DERIVATIVES OF GAMMA FUNCTION @ 1/2

             We have previously showed the values of the derivatives of the Gamma function at 1. Today our goal is to calculate the values of the derivatives of the Gamma function at  \frac12 , in other words, we will evaluate the following integrals


\begin{aligned} &\int_0^{\infty} \frac{e^{-z}\ln z}{\sqrt{z}} dz=-\sqrt{\pi}\left(\gamma +\ln 4 \right) \\ & \\ &\int_0^{\infty} \frac{e^{-z}\ln^2 z}{\sqrt{z}} dz=\frac{\sqrt{\pi}}{2}\left(\pi^2+2\left(\gamma+ \ln 4 \right)^2 \right)\\ & \\ &\int_0^{\infty} \frac{e^{-z}\ln^3 z}{\sqrt{z}} dz=-\frac{\sqrt{\pi}}{2}\left(28\zeta(3)+2\gamma^3+2\ln^3(4)+3\gamma(\pi^2+2\ln 4)+6\gamma^2\ln 4+\pi^2\ln 64 \right)\\ & \\ &\int_0^{\infty} \frac{e^{-z}\ln^4 z}{\sqrt{z}} dz=\frac{\sqrt{\pi}}{4}\left(224 \zeta(3)(\gamma+\ln 4)+4 \gamma^{4}+7 \pi^{4}+4 \ln ^{4} 4 +16 \gamma \ln ^{3}(4)+12 \pi^{2} \ln ^{2} 4+12 \gamma^{2}\left(\pi^{2}+2 \ln ^{2} 4\right)+16 \gamma^{3} \ln 4+8 \gamma \pi^{2} \ln 64\right) \end{aligned}

We will follow the same steps from our previous post. Lets start from the integral representation of the Gamma function and take it´s derivatives


\Gamma(z)=\int_0^\infty e^{-x}x^{z-1} \,dx(1)

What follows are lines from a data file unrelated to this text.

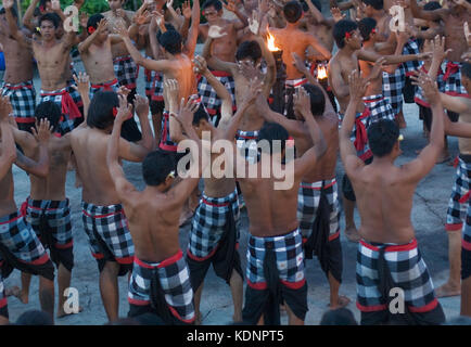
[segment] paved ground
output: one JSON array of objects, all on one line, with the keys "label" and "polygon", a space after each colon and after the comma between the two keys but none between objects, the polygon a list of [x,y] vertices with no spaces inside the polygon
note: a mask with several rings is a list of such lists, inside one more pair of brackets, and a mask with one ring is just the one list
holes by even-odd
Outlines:
[{"label": "paved ground", "polygon": [[[78,67],[80,70],[80,67]],[[141,75],[142,76],[142,75]],[[39,80],[35,79],[36,90],[39,91]],[[139,83],[139,92],[143,94],[144,88],[142,77]],[[405,114],[408,123],[407,129],[404,130],[405,140],[403,142],[403,156],[397,160],[398,164],[408,162],[416,157],[416,150],[421,149],[425,144],[425,139],[422,137],[422,124],[418,120],[418,107],[415,104],[405,105]],[[457,153],[456,139],[449,140],[451,154]],[[129,180],[131,180],[139,189],[143,188],[141,182],[141,171],[139,164],[125,164],[125,171]],[[432,172],[419,184],[415,194],[412,223],[416,228],[417,239],[419,241],[422,255],[425,259],[429,270],[436,285],[441,285],[447,277],[448,260],[447,260],[447,237],[444,230],[446,208],[450,194],[455,169],[447,165],[436,165]],[[342,177],[343,168],[338,166],[338,177]],[[15,177],[15,200],[20,205],[29,193],[29,181],[27,176],[14,168]],[[73,211],[73,232],[75,237],[75,262],[73,271],[72,286],[79,292],[80,306],[84,311],[79,314],[67,317],[58,320],[61,325],[67,324],[103,324],[106,322],[106,316],[101,303],[99,293],[99,273],[96,261],[90,255],[88,241],[82,229],[80,218],[80,196],[81,192],[74,188],[74,176],[68,174],[67,177],[67,196],[71,200]],[[356,216],[357,226],[360,224],[358,216]],[[355,259],[356,244],[349,243],[343,234],[344,220],[342,216],[342,247],[344,256],[344,272],[341,294],[348,296],[353,303],[348,308],[353,310],[357,319],[359,311],[355,306]],[[180,230],[180,243],[182,249],[186,249],[188,240],[188,227]],[[242,265],[245,266],[245,250],[247,239],[247,217],[246,213],[242,214],[242,230],[241,230],[241,247]],[[309,311],[306,318],[306,324],[318,324],[321,314],[327,310],[329,301],[328,282],[321,272],[317,260],[307,262],[306,275],[308,282],[308,305]],[[20,272],[15,270],[7,280],[7,285],[20,285]],[[119,313],[125,317],[128,311],[128,303],[126,299],[126,279],[119,279],[120,288],[120,306]],[[440,300],[444,307],[447,319],[455,318],[459,314],[459,297],[444,298]],[[29,304],[23,305],[15,298],[9,299],[9,310],[11,320],[15,321],[17,317],[29,309],[39,309],[38,301],[38,279],[35,278],[31,283]],[[206,279],[206,285],[203,292],[202,313],[204,317],[203,324],[225,324],[229,323],[232,317],[232,304],[230,299],[229,287],[216,275],[213,270],[209,270]],[[283,318],[285,321],[285,318]]]}]

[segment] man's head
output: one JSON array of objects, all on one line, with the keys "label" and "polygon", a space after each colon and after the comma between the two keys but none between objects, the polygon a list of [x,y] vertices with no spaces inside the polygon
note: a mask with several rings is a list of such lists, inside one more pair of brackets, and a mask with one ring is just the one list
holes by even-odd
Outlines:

Differentiating (1) w.r. to z

\begin{aligned} \int_0^\infty e^{-x}x^{z-1}\ln x \,dx&=\Gamma^{\prime}(z)\\ &=\Gamma(z)\,\psi(z) \end{aligned}

Setting z=\frac{1}{2} we obtain

\begin{aligned} \int_0^\infty \frac{e^{-x}\ln x}{\sqrt{x}} \,dx&=\Gamma\left(\frac{1}{2}\right)\,\psi\left(\frac{1}{2}\right)\\ &=\sqrt{\pi}\left(-\gamma-2 \ln 2 \right)\\ &=-\sqrt{\pi}\left(\gamma +\ln 4 \right) \qquad \blacksquare\\ \end{aligned}

Where the values of the Digamma function were proved in this post.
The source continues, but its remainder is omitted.